Closed zonca closed 4 years ago
Implemented in #15, we will keep this open for now to report any feedback / issues.
@pibion who is testing data access can post feedback here or open a dedicated issue.
It's currently @ziqinghong and @blackholesun137. I typically relay comments on our collaboration Slack to this thread, but you're both also welcome to post here directly!
@zonca I just successfully copied a bunch of text data over. Seems working well. The next step of the process is to read it out from jupyterlab, which I failed. The default umask put the files to 2710, with user:group=root:root. What's the best way of getting around this?
@zonca @ziqinghong at SLAC we use ACL permissions to make data sets readable by everyone in a "dark matter" group.
But you should probably only have write privileges in your own directory - where are you trying to write your data to?
@ziginghong unless you're doing something that creates data that should be stored in /cvmfs/data
which now that I think about it is entirely possible. Is that the case?
@ziqinghong try again now, just copying 1 file at the root of /cvmfs/data/
and check its permissions
@pibion I was scping stuff from SLAC to jetstream, where the username was root. @zonca I tried again, it still got written as 2740 with root:root. It's the 20200318_1554_time.png file in /cvmfs/data that I last tried.
@ziqinghong are you using scp
?
Yes. scp 20200318_1554_time.png XSEDE:/cvmfs/data/. where XSEDE points to the js node in .ssh/config
I just copied with scp
and my file has correct permissions:
-rw-r--r--. 1 root root 87 Apr 7 02:29 README.md
Here's what's in .ssh/config Host XSEDE HostName js-156-119.jetstream-cloud.org User root Port 30022 IdentityFile ~/jupyterhub-deploy-kubernetes-jetstream-secrets/ssh/cdms_nfs_ssh_key
what is the umask of the source file?
It's 2770 permission.. Maybe that's the difference? It needs to be un-readable on the SLAC cluster as internal data...

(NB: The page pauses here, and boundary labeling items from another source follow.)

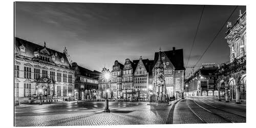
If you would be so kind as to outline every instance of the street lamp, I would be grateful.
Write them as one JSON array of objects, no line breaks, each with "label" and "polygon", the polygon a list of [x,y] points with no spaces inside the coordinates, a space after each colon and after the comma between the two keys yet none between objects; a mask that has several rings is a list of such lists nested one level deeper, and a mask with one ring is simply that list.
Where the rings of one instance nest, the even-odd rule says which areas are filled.
[{"label": "street lamp", "polygon": [[76,93],[76,92],[77,92],[77,97],[76,97],[76,102],[78,102],[78,92],[77,91],[77,90],[75,90],[75,96],[76,97],[76,95],[75,94]]},{"label": "street lamp", "polygon": [[42,96],[42,94],[41,94],[42,92],[42,90],[41,89],[40,89],[39,90],[39,96],[40,96],[40,104],[39,105],[42,105],[42,97],[41,97],[41,96]]},{"label": "street lamp", "polygon": [[[110,73],[109,71],[108,70],[107,72],[104,73],[104,77],[105,79],[107,80],[107,81],[109,81],[110,83]],[[106,87],[108,87],[108,83],[106,84]],[[110,110],[109,109],[109,99],[108,97],[108,93],[110,91],[109,89],[106,89],[106,99],[105,100],[105,110],[104,110],[104,112],[110,112]]]},{"label": "street lamp", "polygon": [[71,96],[71,94],[69,93],[69,101],[70,102],[70,96]]}]

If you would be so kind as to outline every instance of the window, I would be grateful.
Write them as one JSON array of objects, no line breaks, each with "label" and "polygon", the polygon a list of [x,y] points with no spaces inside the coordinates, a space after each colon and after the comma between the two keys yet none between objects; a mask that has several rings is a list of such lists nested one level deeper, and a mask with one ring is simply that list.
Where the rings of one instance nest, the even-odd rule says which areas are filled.
[{"label": "window", "polygon": [[31,84],[24,83],[24,97],[31,96]]},{"label": "window", "polygon": [[48,78],[48,71],[42,70],[42,78]]},{"label": "window", "polygon": [[165,83],[166,84],[173,84],[173,77],[165,77]]},{"label": "window", "polygon": [[39,79],[40,78],[40,69],[34,69],[34,79]]},{"label": "window", "polygon": [[31,78],[31,68],[24,67],[24,78],[27,79]]},{"label": "window", "polygon": [[14,67],[14,77],[19,77],[19,66],[15,66]]},{"label": "window", "polygon": [[167,70],[164,70],[163,71],[163,74],[167,74]]},{"label": "window", "polygon": [[19,85],[19,83],[18,82],[16,82],[14,84],[14,88],[15,88],[15,93],[14,93],[14,95],[15,95],[15,97],[18,97],[18,90],[19,90],[19,88],[18,88],[18,85]]},{"label": "window", "polygon": [[61,82],[61,73],[57,73],[57,81]]},{"label": "window", "polygon": [[67,82],[67,74],[63,74],[63,82]]},{"label": "window", "polygon": [[58,96],[61,96],[61,87],[57,86],[57,95]]},{"label": "window", "polygon": [[50,79],[52,80],[55,80],[55,72],[50,71]]},{"label": "window", "polygon": [[168,70],[168,74],[172,74],[172,70]]},{"label": "window", "polygon": [[72,75],[69,75],[69,82],[72,82]]},{"label": "window", "polygon": [[68,87],[63,86],[63,96],[67,96],[68,95],[67,93],[68,93]]}]

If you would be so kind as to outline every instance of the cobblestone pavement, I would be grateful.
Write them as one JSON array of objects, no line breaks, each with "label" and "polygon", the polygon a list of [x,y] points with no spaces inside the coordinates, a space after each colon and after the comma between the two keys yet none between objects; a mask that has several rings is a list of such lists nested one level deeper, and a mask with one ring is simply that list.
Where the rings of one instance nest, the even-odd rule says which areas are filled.
[{"label": "cobblestone pavement", "polygon": [[[187,100],[187,105],[185,101]],[[195,112],[197,117],[188,108]],[[246,108],[209,98],[188,97],[174,109],[174,123],[246,122]]]},{"label": "cobblestone pavement", "polygon": [[[95,102],[87,103],[97,104]],[[125,104],[118,105],[118,104]],[[148,102],[110,102],[111,113],[102,112],[102,108],[93,108],[92,109],[82,110],[80,108],[71,109],[77,111],[58,111],[41,109],[38,111],[34,110],[33,106],[26,110],[26,113],[20,113],[15,116],[15,126],[58,126],[58,125],[118,125],[118,124],[164,124],[168,114],[169,105],[153,106],[147,105]],[[99,103],[101,104],[100,103]],[[45,104],[37,106],[43,108],[54,105]],[[58,105],[56,105],[58,106]],[[121,106],[121,107],[120,107]],[[124,107],[125,106],[125,107]],[[27,107],[18,108],[17,113]],[[34,108],[35,109],[35,108]],[[40,109],[39,109],[40,110]],[[70,110],[67,109],[66,110]],[[44,114],[36,114],[35,112]],[[29,113],[29,114],[28,114]]]},{"label": "cobblestone pavement", "polygon": [[174,109],[173,123],[203,123],[197,117],[186,105],[187,99],[182,99],[177,103]]}]

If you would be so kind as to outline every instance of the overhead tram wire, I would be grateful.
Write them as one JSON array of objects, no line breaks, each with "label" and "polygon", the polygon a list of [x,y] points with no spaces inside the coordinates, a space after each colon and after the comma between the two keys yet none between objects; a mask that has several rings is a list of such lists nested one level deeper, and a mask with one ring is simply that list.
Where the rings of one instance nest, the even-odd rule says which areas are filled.
[{"label": "overhead tram wire", "polygon": [[192,52],[192,50],[193,49],[194,45],[195,44],[195,41],[196,40],[196,37],[197,37],[197,33],[198,32],[198,29],[199,29],[199,25],[200,25],[201,20],[202,19],[202,16],[203,16],[203,13],[204,12],[205,7],[205,5],[204,5],[204,7],[203,7],[203,10],[202,10],[202,12],[201,13],[200,18],[199,19],[199,21],[198,22],[198,24],[197,25],[197,31],[196,32],[196,34],[195,35],[195,36],[194,37],[193,43],[192,44],[192,47],[191,47],[190,51],[189,53],[189,56],[188,56],[188,59],[187,60],[187,65],[186,67],[187,67],[187,65],[188,64],[188,61],[189,61],[189,59],[190,58],[191,53]]},{"label": "overhead tram wire", "polygon": [[209,44],[209,45],[208,46],[207,48],[206,48],[206,49],[205,50],[205,51],[204,52],[204,53],[203,53],[203,54],[202,55],[202,56],[201,56],[201,57],[199,58],[199,59],[198,60],[198,61],[197,62],[197,63],[196,63],[196,65],[195,65],[195,66],[197,66],[197,65],[198,63],[198,62],[199,62],[199,61],[200,61],[201,59],[202,59],[202,58],[203,57],[203,56],[204,55],[204,54],[208,50],[208,49],[209,49],[209,48],[210,47],[210,46],[211,46],[211,45],[212,44],[212,42],[214,42],[214,40],[215,40],[215,39],[216,39],[216,38],[217,37],[217,36],[219,35],[219,34],[220,34],[220,33],[221,32],[221,30],[222,30],[222,29],[223,28],[223,27],[225,26],[225,25],[226,25],[226,24],[227,22],[227,21],[228,20],[228,19],[230,18],[230,17],[233,14],[233,13],[234,13],[234,11],[236,11],[236,10],[238,8],[238,6],[236,6],[236,8],[234,8],[234,9],[233,10],[233,11],[232,12],[232,13],[230,14],[230,15],[229,15],[229,16],[228,17],[228,18],[227,19],[227,20],[226,20],[226,21],[225,22],[225,23],[223,24],[223,25],[222,25],[222,26],[221,27],[221,28],[220,29],[220,30],[219,30],[218,33],[214,37],[214,39],[212,40],[212,41],[211,41],[211,42],[210,43],[210,44]]}]

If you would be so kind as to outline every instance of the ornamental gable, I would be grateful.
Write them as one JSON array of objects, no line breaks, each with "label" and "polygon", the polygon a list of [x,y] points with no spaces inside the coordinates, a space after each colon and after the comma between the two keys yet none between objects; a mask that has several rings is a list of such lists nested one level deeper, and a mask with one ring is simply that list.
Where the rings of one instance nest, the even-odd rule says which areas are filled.
[{"label": "ornamental gable", "polygon": [[140,75],[140,74],[147,74],[147,72],[146,71],[145,65],[144,65],[142,60],[140,59],[139,60],[139,62],[137,65],[136,69],[135,70],[135,72],[134,72],[134,75]]},{"label": "ornamental gable", "polygon": [[161,55],[162,61],[163,61],[164,69],[175,69],[172,61],[168,58],[164,52],[162,52]]},{"label": "ornamental gable", "polygon": [[24,66],[29,66],[29,67],[33,67],[33,66],[31,64],[29,63],[29,62],[24,64]]}]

then ssh into the CVMFS pod after you have copied the files and recursively fix the permissions.
once you have done that, please add this note to the documentation at:
https://github.com/pibion/jupyterhub-deploy-kubernetes-jetstream-secrets#copying-data
so other users can easily get around this issue.
Will do.
@zonca Any chance we can have rsync? That's helpful if we want to incrementally syncing data, plus it has a flag to set the permissions. Thanks!
@ziqinghong yes, installed rsync, added example usage at https://github.com/pibion/jupyterhub-deploy-kubernetes-jetstream-secrets/blob/master/README.md feel free to augment it.
Awesome! Now it's much easier to setup a crontab for automated data transfer. (We won't do that yet, but soon...)
you are root on that pod, so feel free to install anything else you need,
just also add it to the Dockerfile
(make a pull request) at https://github.com/zonca/docker-cvmfs-client/blob/master/cvmfs-client-nfs/Dockerfile so that it is automatically included when we redeploy.
Hmmm.... I somehow forgot I was root there.......... Stockholm syndrome for not having root on servers I don't manage...
it is just a pod, so whatever happens I'll just redeploy it!
This seems to be working fine. I'll close this issue. Please open another issue if anything about he data store stops working.
Conclusion of #8 is that object store is not suitable.
Other 2 options are:
1) One option could be to use Manila on Jetstream which provides a NFS service which is handled by Openstack so we don't have to manage it. This provides a standard read/write filesystem we can mount on all pods.
2) Or deploy our own NFS server, actually we can probably use the NFS server we use for CVMFS to also serve this 50GB volume read/write.
I have never used Manila before, so I would rather use our own NFS server, we can later do some benchmarks.
So the plan is to have 1 pod which mounts a large volume read-write, and expose the SSH port with certificate-only access to copy there the data with rsync. Down the road we could deploy a Globus endpoint. Then this pod has a NFS server which shares the data as read-only to the Jupyter Notebook pods.
I haven't decided yet if this should be a standalone pod or the same pod of CVMFS, I'll track progress in this issue.